Posted 2026-06-03Updated 2026-07-02Study13 minutes read (About 1982 words)

2026-06-03-SwingUpCartpole

From CartPole-v1 to CartPole Swing-Up: Modifying a Classic RL Environment

The standard CartPole-v1 environment is one of the most common introductory reinforcement learning tasks. In this environment, the pole starts almost upright, and the agent only needs to learn how to keep it balanced by moving the cart left or right.

However, there is a harder and more physically interesting version of this task: CartPole Swing-Up. Instead of starting upright, the pole starts naturally hanging downward. The agent must first learn to swing the pole up by moving the cart back and forth, and then stabilize it near the upright position.

This post summarizes the main changes I have done to convert a standard CartPole-v1 PPO training script into a custom CartPole swing-up environment.

1. Original CartPole-v1

In the original version, the CartPole-v1 environment created directly from Gymnasium has a relatively simple setup:

Observation: [x, x_dot, theta, theta_dot]
Action space: Discrete(2)
Initial state: pole starts near upright
Termination: cart out of bounds or pole angle too large
Reward: usually +1 for every surviving step

Here:

x          = cart position
x_dot      = cart velocity
theta      = pole angle
theta_dot  = pole angular velocity

The two actions are:

1 2	0 -> push cart left 1 -> push cart right

In this balancing task, since the pole already starts near upright, the agent mainly needs to prevent it from falling. What if we want to train for a more complicated setting: the cart needs to swing up the pole by itself and then balance it.

2. Why CartPole-v1 Cannot Directly Do Swing-Up

In the swing-up setting, the pole should start near the downward position:

1	theta = np.pi

However, in standard CartPole-v1, the episode terminates when the pole angle becomes too large. The usual angle threshold is around ±12 degrees from the upright position.

This means that if we reset the pole to the downward position, the episode would terminate immediately.

Therefore, to train a swing-up policy, we need to define a custom environment.

3. Custom CartPoleSwingUpEnv

The new environment is defined as a custom Gymnasium environment:

class CartPoleSwingUpEnv(gym.Env):
    metadata = {"render_modes": ["human", "rgb_array"], "render_fps": 50}

    def __init__(self, render_mode=None):
        super().__init__()

        self.render_mode = render_mode

        # Continuous force action: force ∈ [-F_max, F_max]
        self.force_mag = 10.0
        self.action_space = spaces.Box(
            low=np.array([-self.force_mag], dtype=np.float32),
            high=np.array([self.force_mag], dtype=np.float32),
            dtype=np.float32,
        )

        # Observation: [x, x_dot, cos(theta), sin(theta), theta_dot]
        high = np.array(
            [
                np.inf,  # x
                np.inf,  # x_dot
                1.0,     # cos(theta)
                1.0,     # sin(theta)
                np.inf,  # theta_dot
            ],
            dtype=np.float32,
        )
        low = np.array([-np.inf, -np.inf, -1.0, -1.0, -np.inf,],dtype=np.float32,)
        self.observation_space = spaces.Box(low=low, high=high, dtype=np.float32)

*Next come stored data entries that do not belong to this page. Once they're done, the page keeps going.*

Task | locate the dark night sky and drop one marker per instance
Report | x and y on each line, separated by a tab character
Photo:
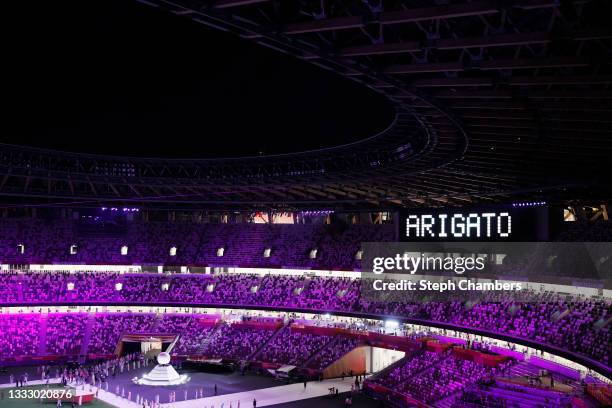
118	77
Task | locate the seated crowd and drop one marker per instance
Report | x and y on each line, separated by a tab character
572	322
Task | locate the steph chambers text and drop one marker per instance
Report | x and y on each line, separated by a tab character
449	285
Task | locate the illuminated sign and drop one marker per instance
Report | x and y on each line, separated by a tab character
459	225
498	223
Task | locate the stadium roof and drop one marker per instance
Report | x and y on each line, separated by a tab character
494	101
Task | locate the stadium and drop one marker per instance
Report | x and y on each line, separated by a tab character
292	203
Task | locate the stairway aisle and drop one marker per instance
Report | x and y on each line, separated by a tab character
42	345
87	336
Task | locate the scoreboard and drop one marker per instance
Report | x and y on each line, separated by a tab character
510	223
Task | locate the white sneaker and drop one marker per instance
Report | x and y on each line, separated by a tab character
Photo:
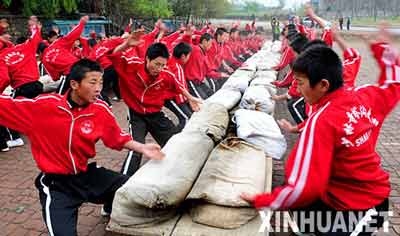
104	213
15	143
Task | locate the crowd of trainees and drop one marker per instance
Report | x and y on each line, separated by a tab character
332	167
200	62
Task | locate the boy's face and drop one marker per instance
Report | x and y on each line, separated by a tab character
88	90
207	44
311	94
155	66
185	58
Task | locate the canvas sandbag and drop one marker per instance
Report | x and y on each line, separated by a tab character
258	98
165	184
261	129
212	120
234	167
229	98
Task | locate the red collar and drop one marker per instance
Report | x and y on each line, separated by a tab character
331	96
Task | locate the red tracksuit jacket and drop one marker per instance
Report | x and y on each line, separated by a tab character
327	37
100	51
335	160
58	58
175	66
62	139
140	91
287	57
351	67
148	40
21	63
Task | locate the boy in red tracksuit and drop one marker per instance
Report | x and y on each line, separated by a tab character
351	67
334	165
23	75
100	54
58	57
327	36
179	104
145	85
199	67
148	40
64	130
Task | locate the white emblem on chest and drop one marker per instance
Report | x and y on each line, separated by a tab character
87	126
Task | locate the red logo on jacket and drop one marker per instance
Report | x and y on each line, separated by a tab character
52	55
14	58
87	127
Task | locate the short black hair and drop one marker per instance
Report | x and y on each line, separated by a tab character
42	46
315	42
51	34
81	67
243	33
157	50
220	31
205	36
298	42
318	63
234	30
21	39
292	31
182	49
92	42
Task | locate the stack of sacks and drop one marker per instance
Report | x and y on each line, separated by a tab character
229	98
265	78
254	120
276	46
258	98
233	167
239	80
153	193
261	129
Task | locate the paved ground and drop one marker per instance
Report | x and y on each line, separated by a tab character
20	211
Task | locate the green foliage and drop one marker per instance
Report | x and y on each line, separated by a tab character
6	3
155	8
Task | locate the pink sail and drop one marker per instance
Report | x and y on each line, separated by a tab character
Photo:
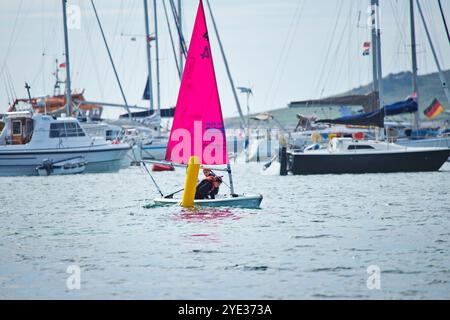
198	128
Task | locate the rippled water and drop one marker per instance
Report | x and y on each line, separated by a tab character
314	237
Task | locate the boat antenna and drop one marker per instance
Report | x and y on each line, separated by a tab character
110	59
27	86
158	85
151	177
438	65
414	62
171	40
233	88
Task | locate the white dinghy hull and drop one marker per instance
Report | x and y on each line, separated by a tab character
241	201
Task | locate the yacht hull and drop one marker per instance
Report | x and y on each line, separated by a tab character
242	201
24	163
411	161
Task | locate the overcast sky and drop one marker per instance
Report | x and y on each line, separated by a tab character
284	49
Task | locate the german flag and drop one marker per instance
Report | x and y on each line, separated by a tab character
434	109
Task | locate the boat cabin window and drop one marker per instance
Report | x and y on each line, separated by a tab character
17	128
66	130
359	147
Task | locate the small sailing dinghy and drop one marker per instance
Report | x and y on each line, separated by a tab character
198	129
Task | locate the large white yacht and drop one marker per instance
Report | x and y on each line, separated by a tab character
28	141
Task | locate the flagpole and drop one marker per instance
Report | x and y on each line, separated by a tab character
236	99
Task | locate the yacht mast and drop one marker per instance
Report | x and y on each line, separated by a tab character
441	74
180	31
149	57
66	45
238	105
158	91
374	50
414	62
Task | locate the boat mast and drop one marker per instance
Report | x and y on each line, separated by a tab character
414	62
66	45
149	60
180	31
441	74
374	50
238	105
158	91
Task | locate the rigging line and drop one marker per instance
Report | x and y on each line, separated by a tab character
327	52
283	66
11	83
444	21
282	53
12	36
171	39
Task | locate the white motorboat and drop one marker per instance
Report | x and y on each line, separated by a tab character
28	140
241	201
69	166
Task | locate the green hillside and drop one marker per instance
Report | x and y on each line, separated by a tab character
396	88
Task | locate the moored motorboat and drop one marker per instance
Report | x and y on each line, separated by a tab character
28	140
69	166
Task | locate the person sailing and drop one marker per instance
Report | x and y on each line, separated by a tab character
208	188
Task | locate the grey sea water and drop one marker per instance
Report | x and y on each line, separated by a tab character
314	237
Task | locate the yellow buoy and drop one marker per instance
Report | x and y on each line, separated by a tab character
191	182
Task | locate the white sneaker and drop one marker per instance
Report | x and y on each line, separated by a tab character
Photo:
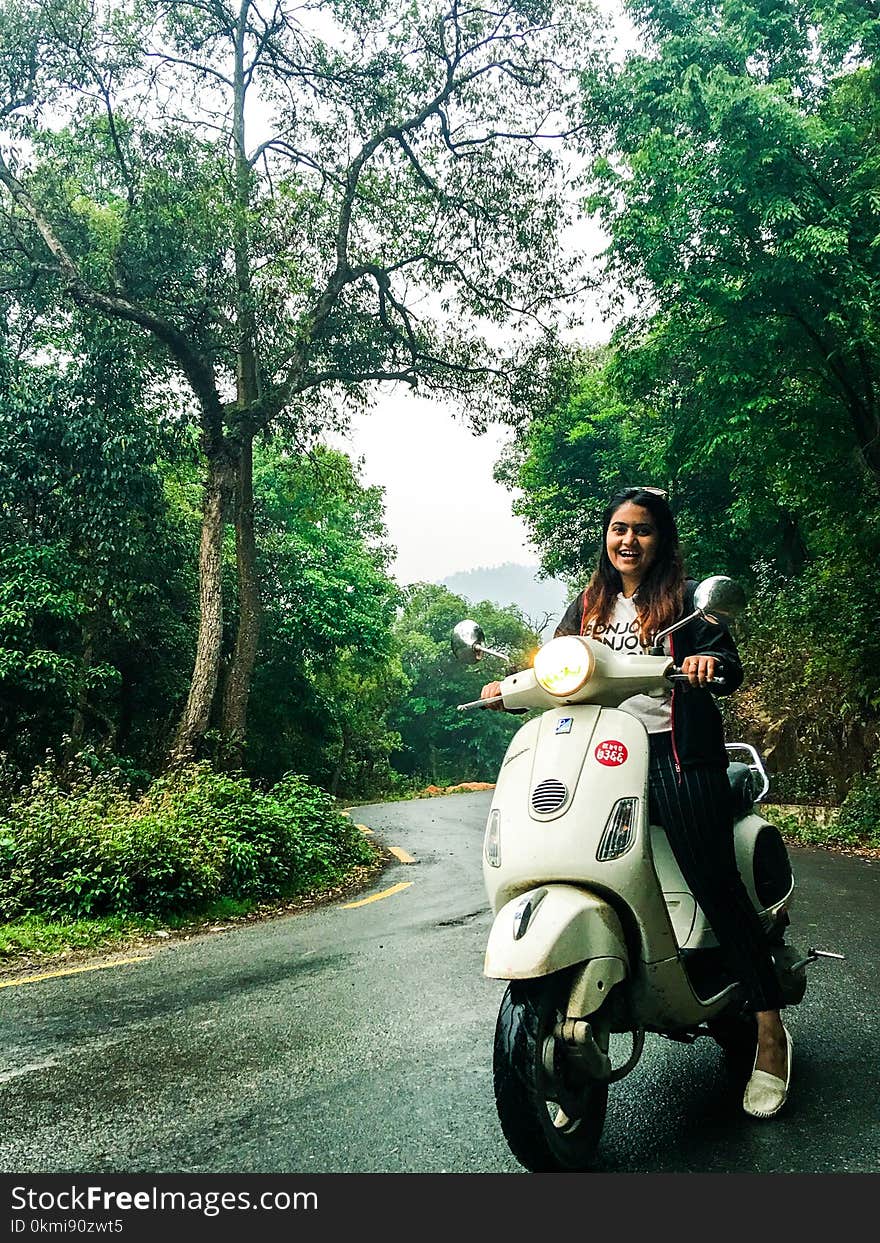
766	1094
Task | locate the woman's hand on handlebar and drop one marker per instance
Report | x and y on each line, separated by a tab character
700	669
490	691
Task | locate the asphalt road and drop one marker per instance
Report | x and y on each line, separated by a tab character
359	1041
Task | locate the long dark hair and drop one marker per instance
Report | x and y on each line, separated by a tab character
660	597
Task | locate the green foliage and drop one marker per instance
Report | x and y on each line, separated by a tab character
859	817
86	845
733	160
328	668
95	588
441	745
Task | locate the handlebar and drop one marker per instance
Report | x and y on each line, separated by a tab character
675	675
486	702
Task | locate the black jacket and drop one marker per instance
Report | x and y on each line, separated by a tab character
697	729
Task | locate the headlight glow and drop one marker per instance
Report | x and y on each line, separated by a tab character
563	665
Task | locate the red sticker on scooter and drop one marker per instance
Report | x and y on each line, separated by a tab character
610	753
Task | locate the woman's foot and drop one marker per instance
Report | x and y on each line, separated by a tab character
772	1053
767	1090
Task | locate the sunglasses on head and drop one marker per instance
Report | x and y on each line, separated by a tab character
655	491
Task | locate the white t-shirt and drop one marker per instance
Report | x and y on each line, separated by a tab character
622	634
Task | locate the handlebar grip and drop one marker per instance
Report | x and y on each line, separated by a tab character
684	678
486	702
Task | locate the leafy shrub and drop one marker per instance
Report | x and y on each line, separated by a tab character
88	845
859	817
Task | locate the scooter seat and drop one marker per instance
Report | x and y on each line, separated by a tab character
742	788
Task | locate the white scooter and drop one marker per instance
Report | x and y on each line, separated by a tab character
594	925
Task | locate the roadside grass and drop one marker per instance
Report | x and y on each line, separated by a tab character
402	796
36	940
823	827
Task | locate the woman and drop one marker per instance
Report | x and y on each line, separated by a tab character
638	589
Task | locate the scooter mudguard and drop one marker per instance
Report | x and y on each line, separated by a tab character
551	927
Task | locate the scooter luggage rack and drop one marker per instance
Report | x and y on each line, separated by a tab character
756	766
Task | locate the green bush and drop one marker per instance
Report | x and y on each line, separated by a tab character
859	817
87	845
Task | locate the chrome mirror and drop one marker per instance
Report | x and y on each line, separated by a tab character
719	599
469	643
467	640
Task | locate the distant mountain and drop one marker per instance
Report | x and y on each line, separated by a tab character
513	584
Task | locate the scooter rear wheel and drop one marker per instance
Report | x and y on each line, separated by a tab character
551	1125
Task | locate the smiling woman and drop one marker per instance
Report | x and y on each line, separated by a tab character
632	545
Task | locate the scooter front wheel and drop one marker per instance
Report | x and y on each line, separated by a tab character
551	1123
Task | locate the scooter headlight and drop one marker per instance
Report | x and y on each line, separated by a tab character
620	829
563	665
492	840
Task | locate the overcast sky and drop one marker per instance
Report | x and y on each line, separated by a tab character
443	509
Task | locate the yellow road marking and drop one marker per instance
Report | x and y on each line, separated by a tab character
385	893
70	971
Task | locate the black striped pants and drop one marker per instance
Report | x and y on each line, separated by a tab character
696	812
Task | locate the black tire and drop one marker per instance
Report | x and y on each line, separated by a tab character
528	1012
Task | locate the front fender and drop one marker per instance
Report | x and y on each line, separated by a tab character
551	927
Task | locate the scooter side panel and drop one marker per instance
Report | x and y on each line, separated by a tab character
567	926
600	757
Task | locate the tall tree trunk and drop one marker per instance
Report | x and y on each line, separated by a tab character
238	685
244	658
197	715
81	702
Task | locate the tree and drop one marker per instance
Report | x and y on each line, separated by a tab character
291	203
733	165
330	666
95	598
439	742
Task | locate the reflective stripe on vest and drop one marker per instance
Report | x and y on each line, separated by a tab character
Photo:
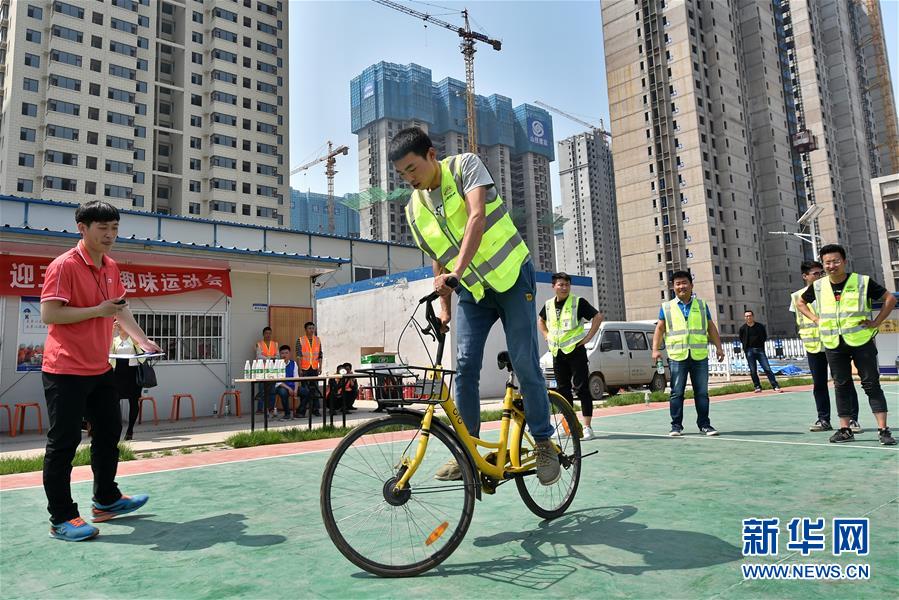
309	352
808	330
438	232
843	318
686	337
271	351
565	329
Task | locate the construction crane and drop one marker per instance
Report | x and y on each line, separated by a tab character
467	46
590	126
330	159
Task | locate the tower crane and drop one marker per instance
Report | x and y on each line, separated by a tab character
591	126
330	159
467	46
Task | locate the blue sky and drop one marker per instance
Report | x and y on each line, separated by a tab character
552	51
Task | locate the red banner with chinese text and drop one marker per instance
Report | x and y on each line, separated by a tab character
24	276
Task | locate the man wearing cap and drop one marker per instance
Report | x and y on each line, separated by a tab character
560	323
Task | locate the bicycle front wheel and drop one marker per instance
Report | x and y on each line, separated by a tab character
551	501
396	534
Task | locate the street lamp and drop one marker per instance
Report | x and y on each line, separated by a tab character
808	218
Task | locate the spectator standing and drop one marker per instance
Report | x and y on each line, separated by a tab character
843	302
287	390
753	336
309	351
81	296
125	370
686	324
560	323
812	271
266	349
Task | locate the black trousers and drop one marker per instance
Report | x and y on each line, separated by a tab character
574	368
817	364
70	398
840	360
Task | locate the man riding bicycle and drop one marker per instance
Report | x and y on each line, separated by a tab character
458	218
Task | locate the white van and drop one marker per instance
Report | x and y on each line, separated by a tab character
620	355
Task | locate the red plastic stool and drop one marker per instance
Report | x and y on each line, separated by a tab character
234	394
140	409
12	430
176	407
20	415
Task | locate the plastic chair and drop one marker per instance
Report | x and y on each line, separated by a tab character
12	430
140	409
176	407
234	394
20	415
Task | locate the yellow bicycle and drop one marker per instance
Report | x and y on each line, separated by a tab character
380	501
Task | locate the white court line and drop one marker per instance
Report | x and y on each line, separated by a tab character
734	439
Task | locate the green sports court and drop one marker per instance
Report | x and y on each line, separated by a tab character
654	517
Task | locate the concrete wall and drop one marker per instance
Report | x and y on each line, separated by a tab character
374	312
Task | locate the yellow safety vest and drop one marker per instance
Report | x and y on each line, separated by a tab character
686	337
844	317
565	330
808	330
438	232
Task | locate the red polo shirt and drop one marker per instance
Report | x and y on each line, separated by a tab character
80	348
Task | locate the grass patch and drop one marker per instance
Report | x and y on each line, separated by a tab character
29	464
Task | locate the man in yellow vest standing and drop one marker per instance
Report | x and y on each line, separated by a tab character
687	326
560	323
458	218
843	307
812	271
266	349
309	353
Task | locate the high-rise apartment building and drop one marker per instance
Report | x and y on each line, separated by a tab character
730	119
516	144
309	212
174	106
590	228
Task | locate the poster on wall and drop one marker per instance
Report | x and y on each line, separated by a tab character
32	335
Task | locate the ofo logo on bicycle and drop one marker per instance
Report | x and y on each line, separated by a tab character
806	536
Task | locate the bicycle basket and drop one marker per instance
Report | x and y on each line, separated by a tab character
405	384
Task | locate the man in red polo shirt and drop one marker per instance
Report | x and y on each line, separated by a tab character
81	297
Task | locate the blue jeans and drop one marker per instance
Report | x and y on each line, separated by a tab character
699	377
518	312
754	355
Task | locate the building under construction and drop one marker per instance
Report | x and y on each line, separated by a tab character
730	120
516	144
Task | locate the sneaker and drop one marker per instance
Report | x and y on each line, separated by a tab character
122	506
74	530
449	472
548	469
843	434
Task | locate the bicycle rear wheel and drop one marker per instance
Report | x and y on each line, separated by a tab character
387	534
551	501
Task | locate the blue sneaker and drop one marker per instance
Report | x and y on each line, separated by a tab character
122	506
75	530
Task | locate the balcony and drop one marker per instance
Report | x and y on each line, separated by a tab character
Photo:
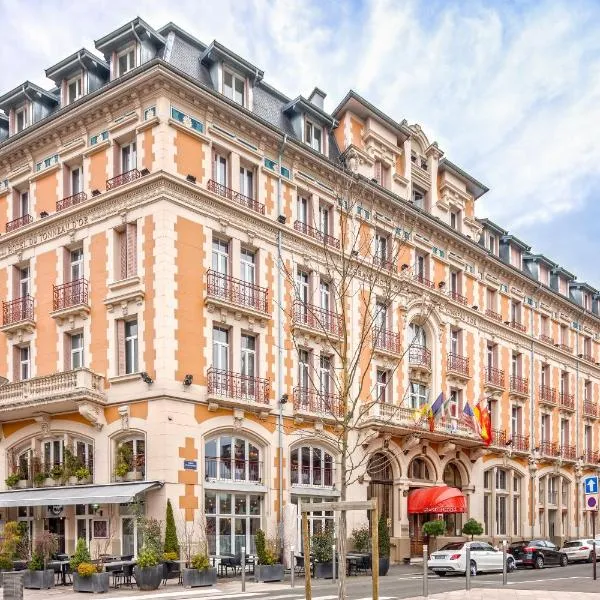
547	396
494	379
122	179
223	290
232	389
236	197
519	386
70	201
17	315
458	297
386	341
60	392
70	299
316	234
233	470
458	366
421	279
318	403
492	314
590	409
317	320
566	401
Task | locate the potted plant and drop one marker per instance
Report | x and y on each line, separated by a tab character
384	546
38	576
268	567
200	574
323	553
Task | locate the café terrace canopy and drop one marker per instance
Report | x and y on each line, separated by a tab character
113	493
436	500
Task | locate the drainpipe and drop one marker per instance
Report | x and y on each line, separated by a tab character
280	340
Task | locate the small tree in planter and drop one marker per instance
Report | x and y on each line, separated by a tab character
267	552
433	529
384	546
38	576
323	552
473	527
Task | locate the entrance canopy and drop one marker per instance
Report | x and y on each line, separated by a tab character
113	493
439	499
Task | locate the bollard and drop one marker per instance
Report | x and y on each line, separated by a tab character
425	573
467	567
292	565
243	568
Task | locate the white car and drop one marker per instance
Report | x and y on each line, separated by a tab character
581	549
452	559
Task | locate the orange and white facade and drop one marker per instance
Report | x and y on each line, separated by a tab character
141	204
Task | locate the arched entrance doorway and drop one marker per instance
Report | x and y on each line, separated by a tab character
381	485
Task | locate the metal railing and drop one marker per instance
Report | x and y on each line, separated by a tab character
236	291
17	310
419	356
233	469
70	294
519	385
227	384
389	341
317	318
236	197
18	223
122	179
314	401
458	364
71	201
317	234
494	376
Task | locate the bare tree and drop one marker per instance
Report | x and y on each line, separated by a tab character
363	274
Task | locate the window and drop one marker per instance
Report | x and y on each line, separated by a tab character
76	347
128	157
126	61
74	89
311	466
233	87
247	182
313	135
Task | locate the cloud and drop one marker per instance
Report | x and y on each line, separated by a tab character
511	91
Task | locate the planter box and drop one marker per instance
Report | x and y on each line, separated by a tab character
38	580
197	578
98	583
148	578
268	572
324	570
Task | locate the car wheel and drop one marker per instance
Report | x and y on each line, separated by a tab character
564	560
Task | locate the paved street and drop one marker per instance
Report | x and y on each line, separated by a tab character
402	582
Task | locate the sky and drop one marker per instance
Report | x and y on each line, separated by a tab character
509	89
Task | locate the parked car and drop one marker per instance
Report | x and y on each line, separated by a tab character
581	549
452	559
537	554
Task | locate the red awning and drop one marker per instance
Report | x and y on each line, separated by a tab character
440	499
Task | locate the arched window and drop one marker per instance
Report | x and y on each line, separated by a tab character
311	466
230	458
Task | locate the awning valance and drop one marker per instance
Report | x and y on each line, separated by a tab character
439	499
112	493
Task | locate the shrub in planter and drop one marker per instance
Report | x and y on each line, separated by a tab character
268	568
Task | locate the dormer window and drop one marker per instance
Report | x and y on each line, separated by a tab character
75	89
313	135
233	87
126	61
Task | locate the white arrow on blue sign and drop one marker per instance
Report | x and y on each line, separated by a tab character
590	484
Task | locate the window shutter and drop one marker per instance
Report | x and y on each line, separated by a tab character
121	347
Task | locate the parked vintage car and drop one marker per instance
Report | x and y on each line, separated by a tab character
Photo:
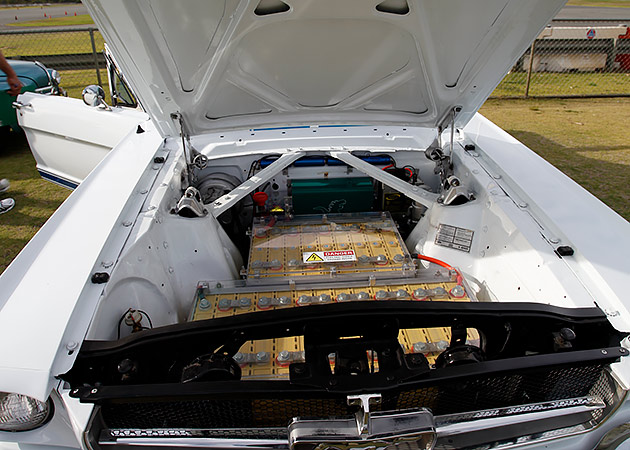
310	239
36	78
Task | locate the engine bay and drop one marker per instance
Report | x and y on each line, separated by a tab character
329	267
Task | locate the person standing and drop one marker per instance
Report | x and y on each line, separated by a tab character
15	85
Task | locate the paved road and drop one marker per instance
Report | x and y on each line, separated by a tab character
591	12
7	15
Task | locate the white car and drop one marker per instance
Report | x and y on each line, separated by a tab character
310	239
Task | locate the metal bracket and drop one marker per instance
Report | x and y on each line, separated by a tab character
222	204
362	416
413	192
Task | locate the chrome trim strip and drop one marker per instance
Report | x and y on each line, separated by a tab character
572	414
496	422
252	444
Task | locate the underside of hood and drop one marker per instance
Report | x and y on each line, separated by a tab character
249	63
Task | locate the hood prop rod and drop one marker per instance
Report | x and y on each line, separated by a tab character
193	157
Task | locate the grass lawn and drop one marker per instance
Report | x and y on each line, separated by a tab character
544	83
49	43
585	138
35	198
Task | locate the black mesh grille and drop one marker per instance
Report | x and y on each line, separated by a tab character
442	398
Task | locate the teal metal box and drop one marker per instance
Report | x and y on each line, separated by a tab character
335	195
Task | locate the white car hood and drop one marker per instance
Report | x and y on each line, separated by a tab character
229	63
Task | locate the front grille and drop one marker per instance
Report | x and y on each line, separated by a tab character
442	398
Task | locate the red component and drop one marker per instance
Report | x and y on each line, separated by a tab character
260	198
283	363
443	264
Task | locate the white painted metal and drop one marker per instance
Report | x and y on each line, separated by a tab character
222	66
51	277
68	138
323	62
566	212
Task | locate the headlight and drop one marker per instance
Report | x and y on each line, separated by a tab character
22	413
55	76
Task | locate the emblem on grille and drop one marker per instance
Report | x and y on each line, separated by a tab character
369	429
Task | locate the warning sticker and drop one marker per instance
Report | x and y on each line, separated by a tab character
335	256
454	237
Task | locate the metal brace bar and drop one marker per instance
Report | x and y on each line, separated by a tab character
222	204
413	192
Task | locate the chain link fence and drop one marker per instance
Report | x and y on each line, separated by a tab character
77	54
583	59
573	60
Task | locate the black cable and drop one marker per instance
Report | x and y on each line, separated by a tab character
147	316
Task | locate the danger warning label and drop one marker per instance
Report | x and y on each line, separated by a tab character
335	256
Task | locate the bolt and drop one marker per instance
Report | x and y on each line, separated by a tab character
204	304
439	292
225	303
343	297
420	347
458	291
420	294
324	298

        # CartPole physical parameters, same style as Gym CartPole
        self.gravity = 9.8
        self.masscart = 1.0
        self.masspole = 0.1
        self.total_mass = self.masscart + self.masspole
        self.length = 0.5  # actually half the pole length
        self.polemass_length = self.masspole * self.length
        self.tau = 0.02

        # Termination threshold
        self.x_threshold = 4.8

        # Max episode length
        self.max_steps = 1000
        self.step_count = 0

        self.state = None
        self.np_random = None

        self.screen_width = 600
        self.screen_height = 400
        self.screen = None
        self.clock = None
        self.isopen = True

    def _get_obs(self):
        x, x_dot, theta, theta_dot = self.state
        return np.array(
            [
                x,
                x_dot,
                np.cos(theta),
                np.sin(theta),
                theta_dot,
            ],
            dtype=np.float32,
        )

    def reset(self, *, seed=None, options=None):
        super().reset(seed=seed)

        self.step_count = 0

        # Start near downward position.
        # Here theta = 0 means upright, theta = pi means hanging downward.
        x = self.np_random.uniform(low=-0.05, high=0.05)
        x_dot = self.np_random.uniform(low=-0.05, high=0.05)
        theta = np.pi + self.np_random.uniform(low=-0.05, high=0.05)
        theta_dot = self.np_random.uniform(low=-0.05, high=0.05)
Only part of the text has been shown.